Absurd though it may seem, he had neglected, for reasons which it would be tedious, if not positively painful, to relate, to make adequate arrangements about his Christmas dinner—with the inevitable result that as the hour of that festive meal drew nigh, he was conscious of an increasing restlessness and annoyance—not to mention a large, hollow vacancy in that region of his anatomy most perfectly adapted for the reception of a Christmas dinner.

The fact was that he had overslept himself rather badly on the morning of Christmas Day—having found over-night a really comfortable barn—and the afternoon was already waning when he realised that the town which he had hoped to favour with his presence during the season of right goodwill was still a good many miles away from him. And in this town lived the only man who owed him money.

He had been looking forward to a moderately festive time, if he could find the man who owed him money, and if the said man was in a position to pay the said money; but now—

Mr. Fotheringay shrugged his shoulders in a gesture of angry disgust as he stared out across the snow-covered downs from the tumble-down cart-shed in which he had halted for a space in order to flap his arms about in the hope that, sheltered by the flint wall from the icy east wind, he might encourage any stray calories to heat that might be in the neighbourhood to take up their residence in his chilled system.
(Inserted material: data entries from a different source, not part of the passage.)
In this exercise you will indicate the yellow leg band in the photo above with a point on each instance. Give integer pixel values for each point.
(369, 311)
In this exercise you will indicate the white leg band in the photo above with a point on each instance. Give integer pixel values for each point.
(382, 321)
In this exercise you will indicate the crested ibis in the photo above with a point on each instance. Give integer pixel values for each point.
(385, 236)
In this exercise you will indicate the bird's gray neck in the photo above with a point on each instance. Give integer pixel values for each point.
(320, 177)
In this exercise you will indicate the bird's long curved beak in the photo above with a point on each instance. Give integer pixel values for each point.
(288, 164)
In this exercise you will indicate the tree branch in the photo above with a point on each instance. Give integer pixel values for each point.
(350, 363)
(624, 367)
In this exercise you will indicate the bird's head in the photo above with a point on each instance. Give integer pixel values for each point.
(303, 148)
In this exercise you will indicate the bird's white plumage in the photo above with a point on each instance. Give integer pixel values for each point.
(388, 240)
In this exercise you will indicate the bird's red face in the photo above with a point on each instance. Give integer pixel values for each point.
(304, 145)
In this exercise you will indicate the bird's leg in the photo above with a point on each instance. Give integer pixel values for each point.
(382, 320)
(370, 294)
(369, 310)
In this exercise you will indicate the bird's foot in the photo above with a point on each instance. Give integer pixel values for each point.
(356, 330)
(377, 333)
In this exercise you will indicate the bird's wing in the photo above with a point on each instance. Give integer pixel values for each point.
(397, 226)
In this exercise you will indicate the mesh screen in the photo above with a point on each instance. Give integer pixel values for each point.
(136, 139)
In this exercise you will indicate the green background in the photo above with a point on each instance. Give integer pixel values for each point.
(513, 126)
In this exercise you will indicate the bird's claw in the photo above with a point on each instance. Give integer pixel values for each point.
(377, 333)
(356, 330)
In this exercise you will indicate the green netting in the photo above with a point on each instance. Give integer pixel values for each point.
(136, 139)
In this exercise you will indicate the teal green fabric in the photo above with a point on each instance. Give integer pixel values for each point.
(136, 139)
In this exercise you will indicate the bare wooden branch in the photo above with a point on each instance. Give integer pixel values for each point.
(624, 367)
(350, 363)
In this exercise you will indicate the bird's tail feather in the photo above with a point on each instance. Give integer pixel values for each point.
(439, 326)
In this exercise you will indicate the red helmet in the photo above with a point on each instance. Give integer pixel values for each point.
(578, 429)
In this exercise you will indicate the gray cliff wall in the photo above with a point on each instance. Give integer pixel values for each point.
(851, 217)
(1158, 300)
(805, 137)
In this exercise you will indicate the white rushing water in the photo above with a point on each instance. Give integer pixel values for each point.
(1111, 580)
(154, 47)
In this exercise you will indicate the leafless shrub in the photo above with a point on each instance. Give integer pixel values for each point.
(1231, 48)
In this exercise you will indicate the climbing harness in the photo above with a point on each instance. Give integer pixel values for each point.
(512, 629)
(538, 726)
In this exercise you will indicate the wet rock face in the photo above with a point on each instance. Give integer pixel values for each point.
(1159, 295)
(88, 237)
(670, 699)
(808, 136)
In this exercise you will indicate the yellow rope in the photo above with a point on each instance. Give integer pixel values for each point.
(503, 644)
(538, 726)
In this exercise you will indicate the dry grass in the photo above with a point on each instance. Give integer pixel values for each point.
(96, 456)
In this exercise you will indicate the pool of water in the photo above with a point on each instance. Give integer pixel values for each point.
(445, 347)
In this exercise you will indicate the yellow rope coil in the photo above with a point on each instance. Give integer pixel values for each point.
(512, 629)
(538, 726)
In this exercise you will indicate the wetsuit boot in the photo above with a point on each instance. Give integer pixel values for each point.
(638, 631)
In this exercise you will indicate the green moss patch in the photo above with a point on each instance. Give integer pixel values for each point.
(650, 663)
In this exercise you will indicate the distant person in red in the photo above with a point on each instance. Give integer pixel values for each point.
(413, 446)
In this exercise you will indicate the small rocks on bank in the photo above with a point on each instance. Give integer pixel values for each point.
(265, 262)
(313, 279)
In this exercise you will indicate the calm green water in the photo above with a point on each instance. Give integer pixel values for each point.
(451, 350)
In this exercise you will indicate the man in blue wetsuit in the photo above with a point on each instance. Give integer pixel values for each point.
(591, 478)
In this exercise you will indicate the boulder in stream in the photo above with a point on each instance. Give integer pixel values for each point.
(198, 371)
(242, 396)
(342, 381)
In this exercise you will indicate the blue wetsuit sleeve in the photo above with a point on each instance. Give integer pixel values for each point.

He was a youngish man, not bad-looking, though he was so seriously in need of a shave that he looked as if he were wearing a mask on his lower face. He was not well- dressed, though he wore his shabby clothes like a man who had once worn good and even costly raiment. But he hardly looked what he was—a tramp, and further, a tramp who was not making a name for himself in his profession. Indeed, he was, as will be seen, a novice in trampdom.

He lit his last pipeful of tobacco and stared out from his bleak shelter at a lonely crow that was flapping slowly across the snowy desolation of the downs.

'Merry Christmas!' shouted Mr. Fotheringay sarcastically to the sombre-looking fowl of the air, the only living thing in sight. The crow cocked a sulky eye at him, gave a husky caw of anger and contempt—for all he had achieved so far for his Christmas dinner had been the appendix and spare-rib of a rabbit, overlooked by the fox which had killed it—and flapped himself out of sight.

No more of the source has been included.